I have to say, I would have had no other woman next to me on that day and my sister went so far above and beyond through all of the planning process with helping me design stationery, assemble favors, go shopping, and attend to all of my needs on the wedding day.  I was very blessed with the amazing and thoughtful shower and bachelorette party she threw me and all the time she found outside of her wifely and motherly duties to make me feel very special...and for that, I want to wish my baby sis, J the most amazing birthday ever today!  (And of course a huge birthday shout out to Mom, too!)

Here's the only shot I have of me and Mom on our wedding day thanks to my wonderful cousin, Bridesmaid A!

9 comments:

Mrs. Lopez said...

Oh no that's horrible! I'm glad she forgave you and didn't take it too personally! Great sister!

Kim said...

This is a very honest post. I think something like this is bound to happen to all of us, and I'm sure your sister forgives you for your comment. Stress makes us say/do things we don't mean. And on the bright side, you learned a cool train trick :)

JEM - Aqua Bride said...

I agree that it's an honest post and anyone who goes through wedding planning and ultimately a wedding know how much stress is involved. I'm happy she forgave you and i'm pretty sure she chalked it off as a Stacey thing. I know my sis would say the same and we'd be back loving each other in no time.

Nicole-Lynn said...

Eeekkk! That's good you said you were sorry and noticed it. Almost all but one of my bridesmaids is married/has kids so it's going to be a challenge for me as well.

kjpugs said...

I'd say you handled yourself WAY too well (noticing and having her forgiveness) to be called a Bridezilla! I find most ppl who call ppl bridezillas haven't been married. It's a lot of stress and I can tell you had your fair share- but you've handled it wonderfully.

Mrs T said...

You poor thing - I hate when I say things I don't really mean. Especially when the other person hears them.
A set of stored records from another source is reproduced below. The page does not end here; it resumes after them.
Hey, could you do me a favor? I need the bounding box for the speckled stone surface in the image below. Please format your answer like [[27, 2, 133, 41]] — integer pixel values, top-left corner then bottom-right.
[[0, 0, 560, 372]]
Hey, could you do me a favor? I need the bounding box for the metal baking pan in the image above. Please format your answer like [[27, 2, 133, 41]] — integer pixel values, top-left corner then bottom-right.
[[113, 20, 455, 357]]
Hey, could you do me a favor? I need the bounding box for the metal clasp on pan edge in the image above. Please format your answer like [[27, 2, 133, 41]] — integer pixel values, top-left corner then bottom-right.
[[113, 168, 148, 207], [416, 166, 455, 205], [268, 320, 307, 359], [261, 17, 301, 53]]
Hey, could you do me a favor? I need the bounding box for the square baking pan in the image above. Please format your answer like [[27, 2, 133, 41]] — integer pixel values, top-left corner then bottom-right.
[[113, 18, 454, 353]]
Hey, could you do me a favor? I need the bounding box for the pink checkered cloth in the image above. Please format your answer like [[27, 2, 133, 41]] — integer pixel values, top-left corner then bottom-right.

I think your words of wisdom are spot on though. We had a really long engagement - so by the time of the wedding two of the bridesmaids had very new babies (they weren't even pregnant at the start of planning) and one was pregnant. It does make things different.

Em said...

While what you said wasn't very nice, I think you made up for it by apologizing profusely. You handled it much better than a lot of other brides would have. And you know what, things like this happen. It doesn't make you a bridezilla, it makes you human. Surprisingly I held myself together all day and didn't snap at anyone (not that I can remember). There was a point where people kept asking me questions and I just did NOT want to answer another effing question. So I escaped to the venue coordinator's office and hid. Alone. It was awesome.

Morgan said...

Great tip! And while I'm sure it's easy to let the stress build up and say something you don't mean, I'm glad your sister understood and forgave you. Good for you for apologizing right away, you handled it way better than most brides would have! And I'm so glad you were able to get your hands on a picture of you and your mom!

Gaynor {Our Day by Design} said...

Glad your sis was ok about it; its such a stressful day that im sure one little slip doesnt make you a bridezilla!